A new voting ensemble scheme
- Voting is a popular technique in Machine Learning to aggregate the predictions of multiple models and produce a more robust prediction. Some of the most widely used voting schemes are majority voting, rank voting, etc. I hope to propose a new voting system that particularly focuses on solving the issue of overfitting by using the non-conflict data points to inform the prediction of data points where conflict does arise.
- Compare its overall performance with that of the popular voting schemes
- Examine ties → see if it’s better than flipping a coin
- Apply statistical hypothesis testing to these analyses
- Possible datasets to work with:
- Any dataset whose target is categorical (i.e. it’s a classification problem). Preferably, the features are numerical and continuous.
Comparing the performance of the different Hyperparameter Tuning methods
Hyperparameter Tuning is an important step in building a strong Machine Learning model. However, that the hyperparameter space grows exponentially and the interaction among the hyperparameters is often nonlinear limits the number of feasible methods to come up with a more optimal set of hyperparameters. I plan to examine some of the most common methods that are often used to tackle this problem and compare their performance:
- Grid Search
- Sobol (hybrid of the two aforementioned methods)
- Bayesian Optimization
To many people’s surprise, the Random brute-force technique sometimes outperforms the Grid Search method. My project aims to verify this claim by applying the techniques above to a range of benchmark datasets and prediction algorithms.
The referee classifier
This is another Voting ensemble scheme. We pick out the classifier that performs the best under conflict and give it the role of the referee to solve “dispute” among the classifiers.
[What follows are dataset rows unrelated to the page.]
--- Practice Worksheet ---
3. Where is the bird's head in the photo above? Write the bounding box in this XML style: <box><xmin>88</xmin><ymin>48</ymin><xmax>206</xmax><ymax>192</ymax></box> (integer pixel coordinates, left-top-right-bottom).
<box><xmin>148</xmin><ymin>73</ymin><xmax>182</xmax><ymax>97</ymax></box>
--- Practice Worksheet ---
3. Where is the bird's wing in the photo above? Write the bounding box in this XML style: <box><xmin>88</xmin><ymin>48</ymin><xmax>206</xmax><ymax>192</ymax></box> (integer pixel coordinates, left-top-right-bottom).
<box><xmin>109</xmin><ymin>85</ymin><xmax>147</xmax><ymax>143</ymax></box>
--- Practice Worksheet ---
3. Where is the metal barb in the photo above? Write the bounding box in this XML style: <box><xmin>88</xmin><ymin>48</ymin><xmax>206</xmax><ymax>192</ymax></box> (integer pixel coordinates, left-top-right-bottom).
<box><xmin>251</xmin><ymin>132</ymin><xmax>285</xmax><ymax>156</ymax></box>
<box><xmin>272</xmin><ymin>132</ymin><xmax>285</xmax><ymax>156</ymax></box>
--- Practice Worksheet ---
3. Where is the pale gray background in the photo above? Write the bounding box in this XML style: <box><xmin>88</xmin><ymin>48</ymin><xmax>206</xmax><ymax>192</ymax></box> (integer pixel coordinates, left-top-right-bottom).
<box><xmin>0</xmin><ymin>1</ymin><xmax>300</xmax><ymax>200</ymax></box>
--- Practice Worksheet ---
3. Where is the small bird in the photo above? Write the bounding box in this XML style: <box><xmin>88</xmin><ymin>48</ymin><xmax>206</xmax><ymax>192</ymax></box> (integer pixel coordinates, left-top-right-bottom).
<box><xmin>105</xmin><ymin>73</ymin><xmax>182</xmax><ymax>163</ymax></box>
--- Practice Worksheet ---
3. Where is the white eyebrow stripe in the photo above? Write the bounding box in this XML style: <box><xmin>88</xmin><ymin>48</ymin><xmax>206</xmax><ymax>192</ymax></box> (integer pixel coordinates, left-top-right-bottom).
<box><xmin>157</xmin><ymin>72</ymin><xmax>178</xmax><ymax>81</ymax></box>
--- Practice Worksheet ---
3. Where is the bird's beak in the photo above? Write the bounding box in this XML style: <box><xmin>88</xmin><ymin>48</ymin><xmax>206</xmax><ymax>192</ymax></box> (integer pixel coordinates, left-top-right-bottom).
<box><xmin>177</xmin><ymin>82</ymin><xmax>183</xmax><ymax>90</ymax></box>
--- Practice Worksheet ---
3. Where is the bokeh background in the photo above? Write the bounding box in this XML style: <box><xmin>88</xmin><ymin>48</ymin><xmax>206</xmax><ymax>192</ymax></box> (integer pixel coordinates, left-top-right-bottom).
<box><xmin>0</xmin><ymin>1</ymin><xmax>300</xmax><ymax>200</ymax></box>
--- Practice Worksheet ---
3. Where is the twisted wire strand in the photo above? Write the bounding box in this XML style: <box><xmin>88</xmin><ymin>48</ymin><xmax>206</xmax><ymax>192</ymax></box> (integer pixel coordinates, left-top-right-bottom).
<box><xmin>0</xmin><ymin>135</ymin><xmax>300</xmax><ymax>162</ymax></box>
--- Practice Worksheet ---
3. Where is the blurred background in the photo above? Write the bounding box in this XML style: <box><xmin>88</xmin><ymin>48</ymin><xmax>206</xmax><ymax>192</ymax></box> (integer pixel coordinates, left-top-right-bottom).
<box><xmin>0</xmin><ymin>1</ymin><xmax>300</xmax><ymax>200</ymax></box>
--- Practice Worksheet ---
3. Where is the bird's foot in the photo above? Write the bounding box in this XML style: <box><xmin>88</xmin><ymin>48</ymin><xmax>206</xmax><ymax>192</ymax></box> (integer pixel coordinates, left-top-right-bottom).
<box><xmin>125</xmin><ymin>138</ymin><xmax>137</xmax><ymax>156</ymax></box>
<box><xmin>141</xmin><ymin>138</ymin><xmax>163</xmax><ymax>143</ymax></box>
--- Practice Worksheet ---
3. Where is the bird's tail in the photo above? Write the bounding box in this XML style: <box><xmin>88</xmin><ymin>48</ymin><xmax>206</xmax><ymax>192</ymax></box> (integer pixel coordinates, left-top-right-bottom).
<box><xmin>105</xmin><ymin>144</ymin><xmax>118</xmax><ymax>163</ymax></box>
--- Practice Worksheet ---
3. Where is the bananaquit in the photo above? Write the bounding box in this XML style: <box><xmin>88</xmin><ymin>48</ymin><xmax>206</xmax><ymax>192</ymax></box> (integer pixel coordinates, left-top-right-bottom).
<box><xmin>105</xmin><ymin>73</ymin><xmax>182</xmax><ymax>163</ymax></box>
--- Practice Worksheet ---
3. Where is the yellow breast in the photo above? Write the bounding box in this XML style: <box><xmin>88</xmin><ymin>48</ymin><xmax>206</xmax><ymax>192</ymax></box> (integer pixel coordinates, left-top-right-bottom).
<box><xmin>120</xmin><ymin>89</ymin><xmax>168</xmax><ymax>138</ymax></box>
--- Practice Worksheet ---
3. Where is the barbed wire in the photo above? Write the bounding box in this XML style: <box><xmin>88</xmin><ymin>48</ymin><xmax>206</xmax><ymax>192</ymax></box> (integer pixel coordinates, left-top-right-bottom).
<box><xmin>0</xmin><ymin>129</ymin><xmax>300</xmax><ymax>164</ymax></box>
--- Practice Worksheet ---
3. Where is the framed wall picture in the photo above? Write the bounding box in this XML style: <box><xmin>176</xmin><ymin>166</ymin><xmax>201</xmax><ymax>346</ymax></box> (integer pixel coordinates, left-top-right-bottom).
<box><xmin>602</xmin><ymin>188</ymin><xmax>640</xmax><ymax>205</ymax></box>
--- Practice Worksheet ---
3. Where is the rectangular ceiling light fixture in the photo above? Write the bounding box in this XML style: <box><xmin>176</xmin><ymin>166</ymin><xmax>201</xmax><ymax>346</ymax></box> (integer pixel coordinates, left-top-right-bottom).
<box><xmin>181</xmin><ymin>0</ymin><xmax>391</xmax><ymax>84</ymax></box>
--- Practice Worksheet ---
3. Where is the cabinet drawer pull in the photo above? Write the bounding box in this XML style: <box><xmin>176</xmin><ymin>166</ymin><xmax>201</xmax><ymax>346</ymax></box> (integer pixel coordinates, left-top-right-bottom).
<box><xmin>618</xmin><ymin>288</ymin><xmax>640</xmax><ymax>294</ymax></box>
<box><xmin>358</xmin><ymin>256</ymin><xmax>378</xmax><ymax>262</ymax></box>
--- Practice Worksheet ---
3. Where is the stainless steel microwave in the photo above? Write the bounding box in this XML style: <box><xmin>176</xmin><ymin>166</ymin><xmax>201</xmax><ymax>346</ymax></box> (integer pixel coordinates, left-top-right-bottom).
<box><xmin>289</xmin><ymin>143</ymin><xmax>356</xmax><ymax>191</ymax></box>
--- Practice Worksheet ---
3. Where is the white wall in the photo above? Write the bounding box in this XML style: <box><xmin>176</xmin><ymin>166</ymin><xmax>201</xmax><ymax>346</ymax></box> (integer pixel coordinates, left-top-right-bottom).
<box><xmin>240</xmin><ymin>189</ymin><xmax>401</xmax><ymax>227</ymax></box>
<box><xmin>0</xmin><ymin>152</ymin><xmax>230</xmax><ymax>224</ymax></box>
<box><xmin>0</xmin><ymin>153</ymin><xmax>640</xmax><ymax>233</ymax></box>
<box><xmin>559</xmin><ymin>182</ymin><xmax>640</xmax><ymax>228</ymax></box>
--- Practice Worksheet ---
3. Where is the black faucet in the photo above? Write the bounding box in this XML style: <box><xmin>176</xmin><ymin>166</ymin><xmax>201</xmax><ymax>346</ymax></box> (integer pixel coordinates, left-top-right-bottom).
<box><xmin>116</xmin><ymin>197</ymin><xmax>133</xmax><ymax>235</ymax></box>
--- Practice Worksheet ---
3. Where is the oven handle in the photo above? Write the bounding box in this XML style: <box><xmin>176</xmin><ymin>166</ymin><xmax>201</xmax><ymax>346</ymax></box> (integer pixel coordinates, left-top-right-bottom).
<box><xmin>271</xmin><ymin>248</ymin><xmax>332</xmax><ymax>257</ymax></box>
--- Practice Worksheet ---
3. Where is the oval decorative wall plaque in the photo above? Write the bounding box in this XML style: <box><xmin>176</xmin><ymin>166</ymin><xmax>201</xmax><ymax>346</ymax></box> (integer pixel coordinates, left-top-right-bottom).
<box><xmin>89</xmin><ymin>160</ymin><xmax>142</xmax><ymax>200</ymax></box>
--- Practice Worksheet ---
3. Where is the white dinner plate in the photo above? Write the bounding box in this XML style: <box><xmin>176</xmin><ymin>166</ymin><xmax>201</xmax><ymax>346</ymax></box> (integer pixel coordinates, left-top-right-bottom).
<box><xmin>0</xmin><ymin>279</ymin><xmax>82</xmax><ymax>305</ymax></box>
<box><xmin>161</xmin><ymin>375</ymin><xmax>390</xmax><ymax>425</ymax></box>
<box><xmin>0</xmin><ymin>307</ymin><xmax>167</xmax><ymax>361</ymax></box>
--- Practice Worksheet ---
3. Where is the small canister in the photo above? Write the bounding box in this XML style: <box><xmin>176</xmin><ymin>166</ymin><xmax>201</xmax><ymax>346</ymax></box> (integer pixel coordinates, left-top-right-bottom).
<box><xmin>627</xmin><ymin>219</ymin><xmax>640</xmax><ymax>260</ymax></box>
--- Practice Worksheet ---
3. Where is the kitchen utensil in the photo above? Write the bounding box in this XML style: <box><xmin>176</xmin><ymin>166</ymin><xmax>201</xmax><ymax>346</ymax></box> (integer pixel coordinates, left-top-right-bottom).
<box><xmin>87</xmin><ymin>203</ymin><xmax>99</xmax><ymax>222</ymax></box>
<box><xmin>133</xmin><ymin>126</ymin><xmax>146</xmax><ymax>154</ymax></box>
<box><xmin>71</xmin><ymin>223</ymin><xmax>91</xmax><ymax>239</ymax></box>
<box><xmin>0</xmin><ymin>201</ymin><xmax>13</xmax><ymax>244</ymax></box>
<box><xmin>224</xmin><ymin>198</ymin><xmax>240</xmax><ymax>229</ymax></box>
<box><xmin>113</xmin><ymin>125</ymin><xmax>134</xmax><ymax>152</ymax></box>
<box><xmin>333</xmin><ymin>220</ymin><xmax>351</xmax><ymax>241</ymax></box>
The same principle can be used for breaking ties but we can also try removing the classifier that performs the worst under conflict.
We can try out a diverse set of classification algorithms like Decision Tree, Support Vector Machine, KNN, Naive Bayes, Logistic Regression, etc. and run them on the benchmark datasets from UCI. This proposed voting scheme can then be compared against the more common Simple Majority Voting Ensemble approach in terms of accuracy and other performance metrics.